UAM software uses the same buddy list interface as Sprint's Enterprise instant messaging software.
Sprint Communications Co. LP, which made its enterprise IM debut in April, is seeking to up the ante with the release next week of its Universal Application Messaging software.
UAM, which was previewed at Comdex this week, uses the same buddy list interface as Sprints Enterprise instant messaging software. But instead of providing presence information on other IM users, UAM provides access to applications via IM to mobile workers using handheld devices.
Universal Application Messaging UAM creates an "applications buddy list" where icons that represent applications can be added. Users can then query those applications in IM using natural language.
Sprint officials, in Kansas City, Mo., said the IM form factor is an effective way of accessing information through wireless devices, since the text messaging interface requires less bandwidth than a typical wireless Web browser would. Users will be able to access simple contact information from corporate directories as well as information from more complex applications, such as updates from inventory management applications, Sprint officials said. In addition, UAM will be able to receive IM or e-mail alerts from those applications, such as for inventory shortages.
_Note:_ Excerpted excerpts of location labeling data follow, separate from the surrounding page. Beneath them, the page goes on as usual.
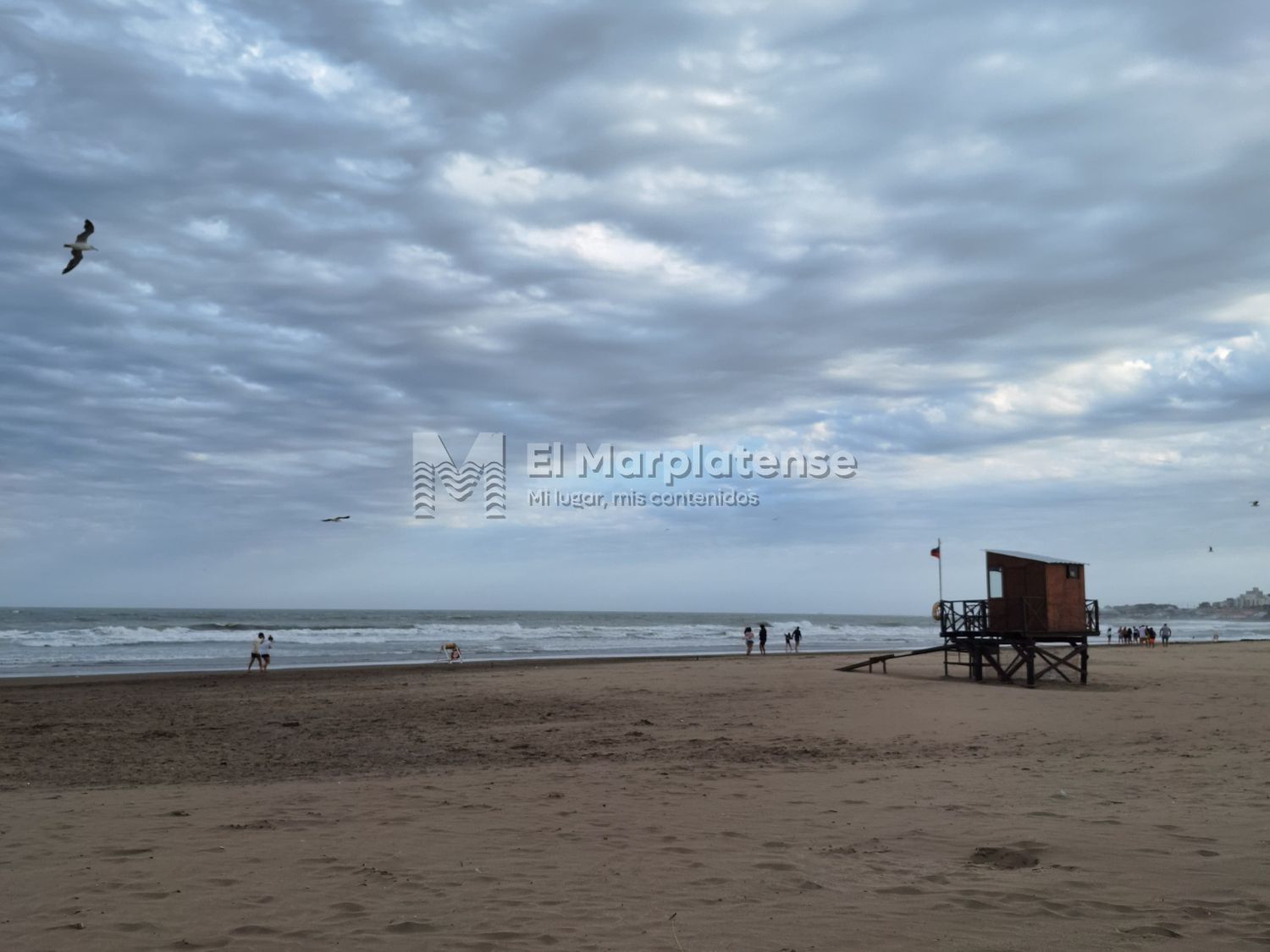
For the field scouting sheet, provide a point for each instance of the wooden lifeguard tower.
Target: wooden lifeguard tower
(1034, 621)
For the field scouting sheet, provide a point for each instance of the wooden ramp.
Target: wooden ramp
(892, 657)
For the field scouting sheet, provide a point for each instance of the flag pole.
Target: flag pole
(939, 546)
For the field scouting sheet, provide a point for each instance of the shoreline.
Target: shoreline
(625, 806)
(124, 675)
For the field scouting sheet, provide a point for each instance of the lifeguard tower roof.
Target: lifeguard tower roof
(1034, 558)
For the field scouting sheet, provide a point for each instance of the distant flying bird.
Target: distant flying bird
(79, 246)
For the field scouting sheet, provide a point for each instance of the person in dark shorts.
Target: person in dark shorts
(256, 652)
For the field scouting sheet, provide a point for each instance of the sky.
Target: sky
(1011, 258)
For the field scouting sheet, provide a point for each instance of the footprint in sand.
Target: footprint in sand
(409, 927)
(1003, 858)
(1162, 931)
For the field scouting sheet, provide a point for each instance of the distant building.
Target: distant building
(1252, 598)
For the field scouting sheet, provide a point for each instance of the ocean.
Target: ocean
(46, 641)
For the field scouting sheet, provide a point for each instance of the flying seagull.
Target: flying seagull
(80, 246)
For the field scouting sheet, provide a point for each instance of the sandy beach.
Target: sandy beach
(696, 805)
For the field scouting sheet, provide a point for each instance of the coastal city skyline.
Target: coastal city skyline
(1013, 266)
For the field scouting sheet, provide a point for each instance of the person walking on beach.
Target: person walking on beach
(256, 652)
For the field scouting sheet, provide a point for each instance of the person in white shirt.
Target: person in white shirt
(256, 652)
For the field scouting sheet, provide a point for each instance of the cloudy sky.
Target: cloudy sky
(1011, 256)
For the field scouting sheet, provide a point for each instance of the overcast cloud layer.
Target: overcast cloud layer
(1013, 256)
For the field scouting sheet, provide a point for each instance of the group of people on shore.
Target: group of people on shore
(262, 650)
(792, 639)
(1142, 635)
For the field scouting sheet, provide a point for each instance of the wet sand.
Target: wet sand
(721, 804)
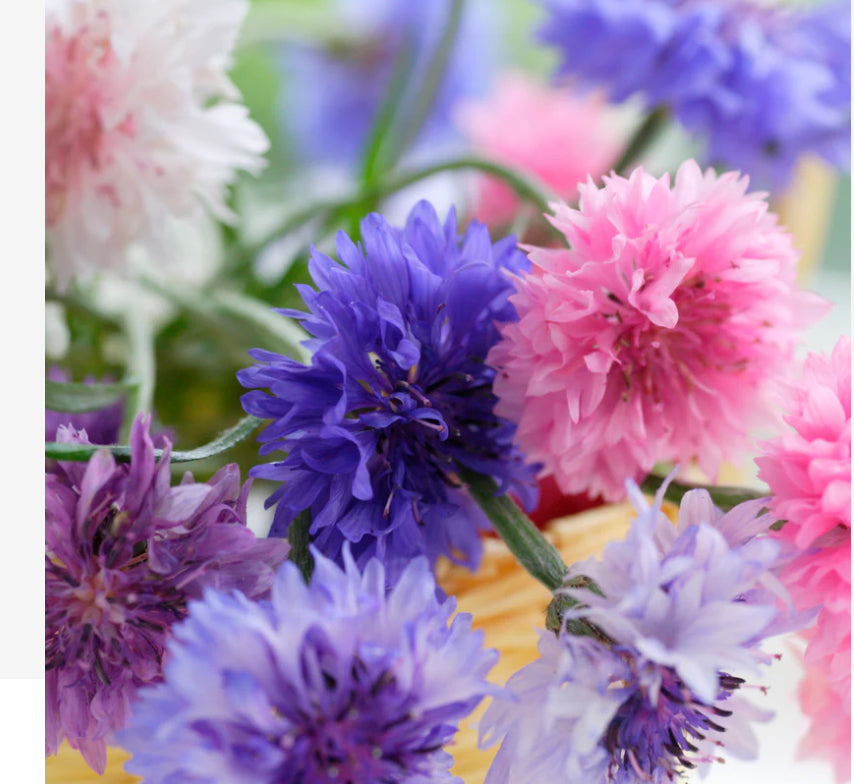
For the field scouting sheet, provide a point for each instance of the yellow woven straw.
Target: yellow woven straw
(509, 605)
(69, 767)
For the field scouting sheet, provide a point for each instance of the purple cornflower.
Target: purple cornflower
(334, 681)
(397, 397)
(652, 692)
(125, 551)
(101, 426)
(762, 84)
(331, 124)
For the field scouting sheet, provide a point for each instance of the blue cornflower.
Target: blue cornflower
(398, 396)
(762, 84)
(333, 91)
(652, 692)
(336, 681)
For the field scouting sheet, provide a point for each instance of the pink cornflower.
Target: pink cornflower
(657, 335)
(808, 469)
(142, 129)
(553, 133)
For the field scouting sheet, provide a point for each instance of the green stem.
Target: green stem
(525, 187)
(724, 497)
(141, 368)
(393, 100)
(537, 555)
(300, 538)
(432, 82)
(644, 136)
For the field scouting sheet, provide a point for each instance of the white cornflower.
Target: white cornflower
(143, 129)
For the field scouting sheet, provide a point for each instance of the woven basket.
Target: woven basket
(506, 602)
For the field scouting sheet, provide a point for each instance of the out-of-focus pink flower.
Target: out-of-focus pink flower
(657, 335)
(553, 133)
(141, 124)
(829, 735)
(808, 469)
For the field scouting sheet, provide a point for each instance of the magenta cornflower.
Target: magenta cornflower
(657, 335)
(125, 551)
(808, 469)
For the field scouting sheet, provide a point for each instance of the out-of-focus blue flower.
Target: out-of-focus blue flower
(679, 619)
(762, 84)
(335, 681)
(397, 396)
(125, 551)
(334, 91)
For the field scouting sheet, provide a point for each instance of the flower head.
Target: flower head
(657, 335)
(398, 397)
(335, 681)
(555, 134)
(356, 64)
(808, 469)
(141, 125)
(125, 552)
(762, 84)
(677, 615)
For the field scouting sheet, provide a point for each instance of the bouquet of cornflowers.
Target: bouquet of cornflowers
(454, 300)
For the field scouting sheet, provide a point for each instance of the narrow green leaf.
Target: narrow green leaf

Some configuration will be required to connect UAM with specific applications, Sprint officials said, though the company will provide services to assist customers in that regard. Sprint UAM can be used on any Java 2 Mobile Edition compatible handheld device as well as Palm OS devices, officials said. Support is also planned for PocketPC devices, Sprint officials said. Officials acknowledged that devices with particularly elegant interfaces like Handspring Inc.s Treo and Samsung Electronics Co. Ltd.s I-300 would be best suited for the service.
The UAM service features standard SSL encryption and Remote Authentication Dial-In User Service for user authentication and can support additional layers of security. It runs on 2G, 2.5G and 3G wireless networks.
Michael Sampson, analyst at Ferris Research Inc., in San Francisco, said Sprint UAM was another example of how IM is increasingly being integrated with business applications.
"It makes a lot of sense to have these [IM] capabilities available in the applications that people use on a moment-by-moment basis," Sampson said.
Sprints move should have an added benefit for wireless service providers.
"This will help Sprint drive mobile airtime, which will be good for the bottom line," Sampson said.
Salesforce.com Inc. announced similar technology last month
with its Airforce Wireless Edition. Sampson said other companies such as Vayusphere Inc. and ActiveBuddy Inc., are also focused on delivering information from business applications via IM.